Based on the provided information, the EchoConnex Communicator System is not an IVD (In Vitro Diagnostic).
Here's why:
- IVD Definition: In Vitro Diagnostics are medical devices intended to be used in vitro for the examination of specimens, including blood, tissue, and urine, derived from the human body, solely or principally for the purpose of providing information concerning a physiological or pathological state, or concerning a congenital abnormality, or to determine the safety and compatibility with potential recipients, or to monitor therapeutic measures.

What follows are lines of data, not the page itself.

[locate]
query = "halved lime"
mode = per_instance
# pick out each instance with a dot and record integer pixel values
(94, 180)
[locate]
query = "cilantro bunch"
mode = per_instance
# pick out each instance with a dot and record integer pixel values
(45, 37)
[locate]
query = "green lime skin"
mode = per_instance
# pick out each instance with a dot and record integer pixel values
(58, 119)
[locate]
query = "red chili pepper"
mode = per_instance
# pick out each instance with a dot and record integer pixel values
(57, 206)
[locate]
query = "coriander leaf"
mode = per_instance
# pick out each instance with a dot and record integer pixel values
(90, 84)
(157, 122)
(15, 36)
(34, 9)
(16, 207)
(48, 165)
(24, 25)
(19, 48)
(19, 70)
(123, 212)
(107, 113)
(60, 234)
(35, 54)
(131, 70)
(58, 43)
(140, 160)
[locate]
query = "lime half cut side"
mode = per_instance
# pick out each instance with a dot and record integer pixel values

- EchoConnex Functionality: The EchoConnex Communicator System is described as software for viewing, quantifying, transferring, and storing image data acquired from medical imaging devices. It processes image data, not biological specimens.
- Intended Use: The intended use is focused on managing and analyzing medical images, not on analyzing biological samples for diagnostic information about a patient's condition.
The device is clearly focused on the management and analysis of medical images obtained from imaging modalities, which falls outside the scope of In Vitro Diagnostics.
N/A
Intended Use / Indications for Use
The EchoConnex Communicator System is a Windows 2000/Windows XP software application package. It is designed to view, quantify, transfer and store image data acquired on medical imaging devices.
Product codes (comma separated list FDA assigned to the subject device)
90 LLZ
Device Description
The EchoConnex Communicator software provides a means of opening and displaying image files. The EchoConnex Communicator software provides a means of transferring medical image files using a DICOM network method from the acquisition devices to the Connex Acquisition Server. The Connex Acquisition Server provides a means for transferring the acquired studies to the Connex Central Server using standard networking methods.
The EchoConnex Communicator software provides a means to retrieve and view image data located on one of the Connex server devices using a standard network connection. The EchoConnex Communicator software provides a means for querying and retrieving patient studies from a networked DICOM server device.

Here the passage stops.